In my case, the situation might have been worsened by the traditional friction in France between university (were the "real, pure, academic" research is done) and the Ecoles d'Ingénieur (where you learn about engineering and sometimes conduct "applied research"), but I'm not so sure the situation would have been so different in an engineering school or another country (I'll be interested in your feedback there to prove me wrong!).

So, how does one becomes a Systems and Networks Engineer? Well, it's easy, you learn by yourself, usually starting with a small set of machines and mainly by a trial-and-error approach. If you're lucky enough, you might benefit from someone else's experience and coaching. But still, it remains mostly an ad-hoc approach.

Of course, you quickly learn to avoid tinkering with the production platform on a Friday evening, and given enough experience you can even begin to "guesstimate" - to a greater or lesser degree of accuracy - the impact of such-and-such a modification, then hopefully the number of systems you manage will increase until eventually you find out the hard way that complexity doesn't grow linearly with the number of systems.

I would even claim that given the chance to work with different environments and large scale platforms (highly available, highly loaded web platforms; HPC clusters; heterogeneous banking environments), one might infer common rules of thumb and even have the hubris to try to find a meaning in the chaos.

The fact, however, is that I believe this ad-hoc approach to learning the job and the lack of (field proven) best-practice references to be The Source Of All Evil.

First of all, from this learning process comes an approach comprising unproven beliefs, mythology or carved-in-stone rules ("one needs twice the amount of ram as swap space"). It also makes it difficult to assess someone's ability as a Systems and Networks Engineer if not by considering her technical knowledge/certifications or previous experience in a similar position.
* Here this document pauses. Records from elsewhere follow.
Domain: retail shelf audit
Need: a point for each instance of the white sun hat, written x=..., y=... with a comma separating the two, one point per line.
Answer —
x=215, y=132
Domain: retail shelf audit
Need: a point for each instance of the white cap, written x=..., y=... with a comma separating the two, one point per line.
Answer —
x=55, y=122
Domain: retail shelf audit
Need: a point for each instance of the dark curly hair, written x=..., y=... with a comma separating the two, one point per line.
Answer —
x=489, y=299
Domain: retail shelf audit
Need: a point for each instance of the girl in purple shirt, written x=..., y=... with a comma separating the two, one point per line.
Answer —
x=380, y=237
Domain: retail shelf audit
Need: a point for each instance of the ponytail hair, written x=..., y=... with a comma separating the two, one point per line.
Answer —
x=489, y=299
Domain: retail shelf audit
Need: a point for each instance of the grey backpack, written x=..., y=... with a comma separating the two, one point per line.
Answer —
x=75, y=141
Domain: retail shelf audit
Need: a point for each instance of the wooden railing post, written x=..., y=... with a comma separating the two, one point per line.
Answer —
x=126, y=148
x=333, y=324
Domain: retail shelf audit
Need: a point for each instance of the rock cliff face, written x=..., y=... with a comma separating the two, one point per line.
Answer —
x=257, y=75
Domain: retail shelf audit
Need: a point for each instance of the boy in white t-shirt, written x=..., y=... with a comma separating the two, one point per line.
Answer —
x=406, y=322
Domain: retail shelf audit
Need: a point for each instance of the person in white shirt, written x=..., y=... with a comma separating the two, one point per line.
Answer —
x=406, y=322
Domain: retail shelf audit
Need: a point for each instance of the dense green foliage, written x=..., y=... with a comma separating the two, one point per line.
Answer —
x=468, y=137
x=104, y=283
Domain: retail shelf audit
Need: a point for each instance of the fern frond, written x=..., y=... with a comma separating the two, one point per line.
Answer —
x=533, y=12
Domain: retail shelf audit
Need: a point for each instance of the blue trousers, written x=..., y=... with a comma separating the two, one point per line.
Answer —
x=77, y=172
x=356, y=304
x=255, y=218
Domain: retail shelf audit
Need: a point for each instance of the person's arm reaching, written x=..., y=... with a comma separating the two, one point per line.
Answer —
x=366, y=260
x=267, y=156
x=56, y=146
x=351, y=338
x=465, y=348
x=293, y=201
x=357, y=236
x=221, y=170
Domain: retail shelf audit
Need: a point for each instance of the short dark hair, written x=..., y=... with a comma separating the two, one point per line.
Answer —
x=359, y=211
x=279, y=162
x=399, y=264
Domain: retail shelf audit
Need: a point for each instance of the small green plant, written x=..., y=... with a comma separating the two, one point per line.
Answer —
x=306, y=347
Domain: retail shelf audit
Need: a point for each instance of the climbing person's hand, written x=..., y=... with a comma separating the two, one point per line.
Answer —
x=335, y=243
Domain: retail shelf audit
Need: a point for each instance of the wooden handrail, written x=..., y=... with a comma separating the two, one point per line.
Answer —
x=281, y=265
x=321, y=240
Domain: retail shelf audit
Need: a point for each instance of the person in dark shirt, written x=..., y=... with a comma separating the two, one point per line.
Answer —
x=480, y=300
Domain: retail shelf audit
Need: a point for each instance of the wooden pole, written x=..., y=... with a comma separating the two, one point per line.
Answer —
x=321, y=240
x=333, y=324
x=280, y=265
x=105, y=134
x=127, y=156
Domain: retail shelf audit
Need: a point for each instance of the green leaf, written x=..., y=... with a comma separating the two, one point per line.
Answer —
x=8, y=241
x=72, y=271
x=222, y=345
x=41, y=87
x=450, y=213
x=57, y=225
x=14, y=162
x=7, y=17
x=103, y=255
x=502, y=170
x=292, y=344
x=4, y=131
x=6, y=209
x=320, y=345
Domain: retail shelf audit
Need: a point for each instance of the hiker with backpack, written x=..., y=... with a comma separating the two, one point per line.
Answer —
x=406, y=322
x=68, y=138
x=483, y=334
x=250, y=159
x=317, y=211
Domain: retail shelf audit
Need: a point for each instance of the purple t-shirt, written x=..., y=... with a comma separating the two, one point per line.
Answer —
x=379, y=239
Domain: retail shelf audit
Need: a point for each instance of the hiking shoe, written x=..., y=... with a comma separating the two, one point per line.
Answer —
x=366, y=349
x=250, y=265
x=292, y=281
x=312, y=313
Secondly, the good practice of "not changing what works" forged by the trial-and-error approach, tends to encourage cruft accumulation and creates a certain reluctance to change anything at all. As a result risk-mitigation approaches such as continuous integration and minor steps are replaced by "big-bang" style changes with increased risks of failures.

All in all, I believe that it has created a situation whereby IT Operations is working against the (in my eyes desirable) goal of becoming agile and business-oriented - a true competition differentiator and not just a "cost center" working in firefighting mode.
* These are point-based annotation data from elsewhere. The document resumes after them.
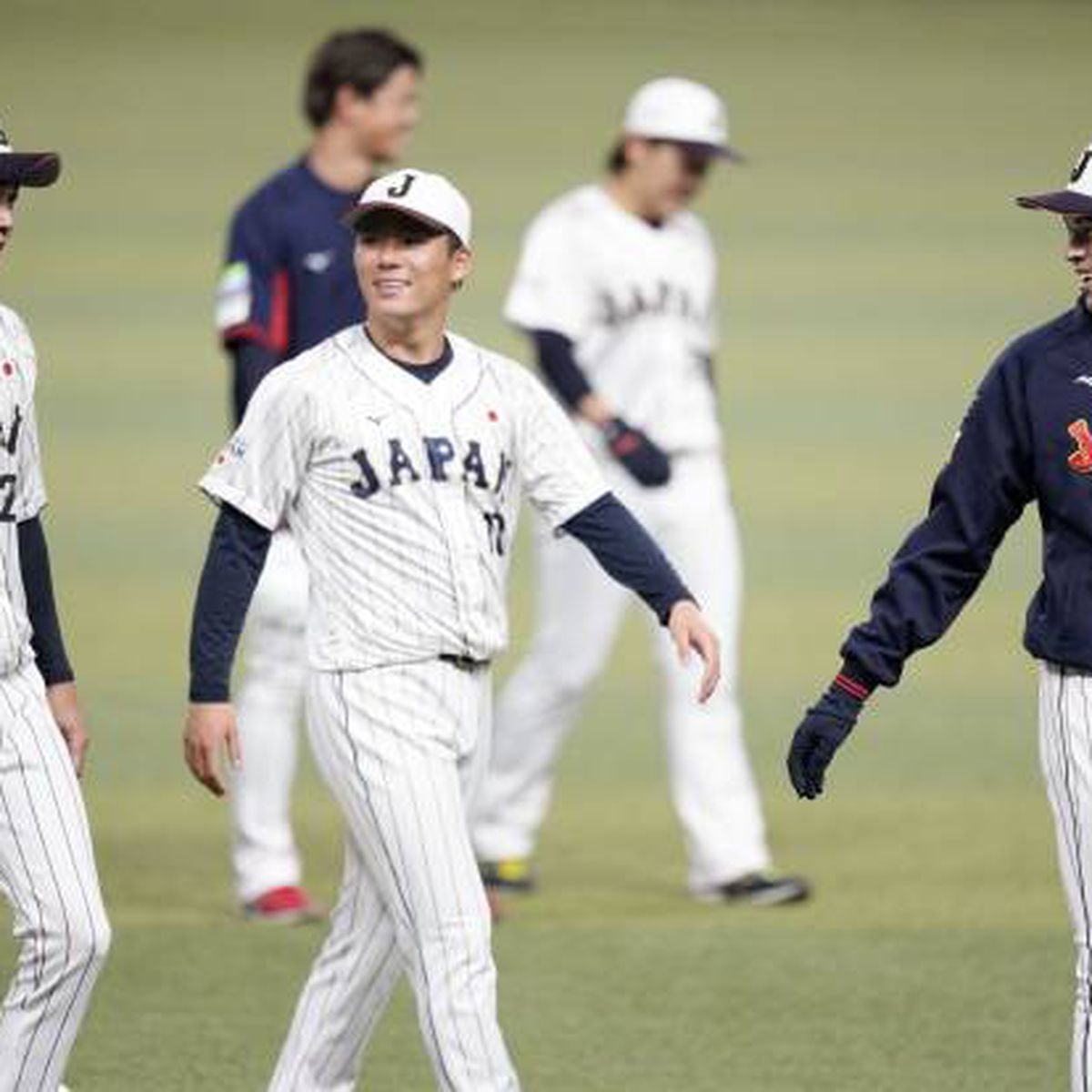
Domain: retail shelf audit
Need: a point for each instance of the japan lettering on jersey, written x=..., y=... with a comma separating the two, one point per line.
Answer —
x=22, y=490
x=637, y=300
x=403, y=496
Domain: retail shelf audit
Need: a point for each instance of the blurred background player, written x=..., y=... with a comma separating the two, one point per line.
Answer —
x=1025, y=440
x=616, y=287
x=288, y=283
x=47, y=865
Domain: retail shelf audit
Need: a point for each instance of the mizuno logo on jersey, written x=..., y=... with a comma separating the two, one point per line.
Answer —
x=318, y=261
x=440, y=459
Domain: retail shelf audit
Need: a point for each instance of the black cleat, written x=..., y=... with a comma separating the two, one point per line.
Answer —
x=511, y=874
x=757, y=889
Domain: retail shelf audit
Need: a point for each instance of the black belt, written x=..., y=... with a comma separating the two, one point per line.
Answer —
x=463, y=663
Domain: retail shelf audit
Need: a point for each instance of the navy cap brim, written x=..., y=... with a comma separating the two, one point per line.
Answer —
x=1063, y=201
x=30, y=168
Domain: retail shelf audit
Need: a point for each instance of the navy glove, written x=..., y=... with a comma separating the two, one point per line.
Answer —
x=643, y=459
x=823, y=731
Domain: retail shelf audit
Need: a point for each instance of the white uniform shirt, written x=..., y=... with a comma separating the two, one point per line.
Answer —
x=402, y=495
x=638, y=303
x=22, y=490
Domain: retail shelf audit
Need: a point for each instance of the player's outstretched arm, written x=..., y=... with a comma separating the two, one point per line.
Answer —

The "cost center" aspect has motivated the few approaches trying to address the lack of maturity in IT Operations: ITIL, Cobit and so on. To the best of my knowledge, they are all process-oriented and mostly address the problem from a financial perspective (ROI, risk management).
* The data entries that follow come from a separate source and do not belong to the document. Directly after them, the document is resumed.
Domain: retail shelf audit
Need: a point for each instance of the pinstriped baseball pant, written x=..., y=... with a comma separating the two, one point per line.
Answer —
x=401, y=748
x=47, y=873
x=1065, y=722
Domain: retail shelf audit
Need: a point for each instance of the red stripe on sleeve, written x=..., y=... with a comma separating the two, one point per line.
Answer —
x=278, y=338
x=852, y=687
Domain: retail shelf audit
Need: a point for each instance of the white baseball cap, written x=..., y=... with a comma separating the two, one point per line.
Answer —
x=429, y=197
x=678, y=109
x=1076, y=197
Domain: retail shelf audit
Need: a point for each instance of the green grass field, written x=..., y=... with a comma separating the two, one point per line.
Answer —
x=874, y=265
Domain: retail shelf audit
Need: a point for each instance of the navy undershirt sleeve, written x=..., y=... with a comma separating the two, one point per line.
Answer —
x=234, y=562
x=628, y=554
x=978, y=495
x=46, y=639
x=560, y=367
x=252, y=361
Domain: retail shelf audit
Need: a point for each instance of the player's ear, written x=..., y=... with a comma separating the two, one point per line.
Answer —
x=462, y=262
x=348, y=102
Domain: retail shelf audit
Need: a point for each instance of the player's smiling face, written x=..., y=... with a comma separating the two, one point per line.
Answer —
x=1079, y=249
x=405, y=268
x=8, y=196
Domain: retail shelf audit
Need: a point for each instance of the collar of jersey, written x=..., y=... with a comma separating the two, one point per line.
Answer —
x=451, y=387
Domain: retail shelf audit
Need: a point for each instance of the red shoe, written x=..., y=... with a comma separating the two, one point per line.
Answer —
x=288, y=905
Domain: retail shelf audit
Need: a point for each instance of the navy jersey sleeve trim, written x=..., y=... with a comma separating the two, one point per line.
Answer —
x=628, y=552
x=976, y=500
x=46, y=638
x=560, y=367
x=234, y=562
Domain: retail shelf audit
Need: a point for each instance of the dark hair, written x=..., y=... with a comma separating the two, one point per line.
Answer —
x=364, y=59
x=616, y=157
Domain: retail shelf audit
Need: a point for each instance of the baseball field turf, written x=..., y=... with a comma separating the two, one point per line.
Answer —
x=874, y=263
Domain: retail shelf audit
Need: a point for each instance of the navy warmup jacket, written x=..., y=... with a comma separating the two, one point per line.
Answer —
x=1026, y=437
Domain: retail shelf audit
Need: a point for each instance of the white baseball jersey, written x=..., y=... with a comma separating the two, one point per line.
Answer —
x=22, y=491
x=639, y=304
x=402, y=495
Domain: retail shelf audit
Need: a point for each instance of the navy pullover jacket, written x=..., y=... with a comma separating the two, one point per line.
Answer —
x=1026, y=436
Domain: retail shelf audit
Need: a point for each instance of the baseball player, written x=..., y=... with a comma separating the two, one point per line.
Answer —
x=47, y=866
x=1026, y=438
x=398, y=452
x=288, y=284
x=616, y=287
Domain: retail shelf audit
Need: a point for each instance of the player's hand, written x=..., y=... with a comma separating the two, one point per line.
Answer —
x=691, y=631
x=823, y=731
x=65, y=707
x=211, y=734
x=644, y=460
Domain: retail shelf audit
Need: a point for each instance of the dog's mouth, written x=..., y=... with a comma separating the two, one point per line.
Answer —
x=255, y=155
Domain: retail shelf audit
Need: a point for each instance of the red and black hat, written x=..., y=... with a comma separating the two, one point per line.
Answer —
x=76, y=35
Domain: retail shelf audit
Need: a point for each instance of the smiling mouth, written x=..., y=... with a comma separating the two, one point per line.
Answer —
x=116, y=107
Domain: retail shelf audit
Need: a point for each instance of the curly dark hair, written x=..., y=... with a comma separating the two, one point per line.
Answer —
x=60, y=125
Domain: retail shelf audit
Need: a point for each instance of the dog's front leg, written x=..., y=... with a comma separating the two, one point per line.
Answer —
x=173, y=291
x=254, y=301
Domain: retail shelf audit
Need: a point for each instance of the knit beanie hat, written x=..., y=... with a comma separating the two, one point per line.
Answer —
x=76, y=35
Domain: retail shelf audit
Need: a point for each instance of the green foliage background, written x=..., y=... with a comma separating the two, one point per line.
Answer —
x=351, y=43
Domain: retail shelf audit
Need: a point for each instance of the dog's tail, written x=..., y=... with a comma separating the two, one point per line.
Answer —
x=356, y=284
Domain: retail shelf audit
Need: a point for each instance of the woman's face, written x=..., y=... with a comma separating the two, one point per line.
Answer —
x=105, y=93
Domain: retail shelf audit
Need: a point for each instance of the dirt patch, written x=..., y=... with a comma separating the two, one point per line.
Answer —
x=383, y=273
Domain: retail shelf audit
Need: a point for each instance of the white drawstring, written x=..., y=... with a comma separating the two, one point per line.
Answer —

While I believe there are interesting ideas in all of them, and that cost is an important factor in the need - solution equation, I am not too convinced by the "process" approach which limits risk but adds weight and inertia to the organisation and kills pleasure and innovation. I confess I might be too influenced by the ideas of the Agile Manifesto here, but I can't stop myself thinking that neither Google nor Facebook used ITIL to get where they are.

I also find them too complicated to be real enablers and believe that even though they warn against it, they incite dogmatism where pragmatism should rule. Because of this, I think they fight against the exact goals they are trying to achieve.

So how can we get out of this mess?

We would definitely benefit from an increase in interest from the academic world towards IT Operations and Infrastructure realities. Consider Google's study on Hard Drives failures. Before its publication different people had wildly differing beliefs about disk failures based on factors such as: their own experience with a statistically-insignificant sample size of drives; manufacturer advertising (propaganda); luck. With a large scale, scientific study to turn to, people gained a much better understanding of the subject matter.

Naturally, courses about availability, scalability, large scale systems and networks design and management would be welcome in Universities.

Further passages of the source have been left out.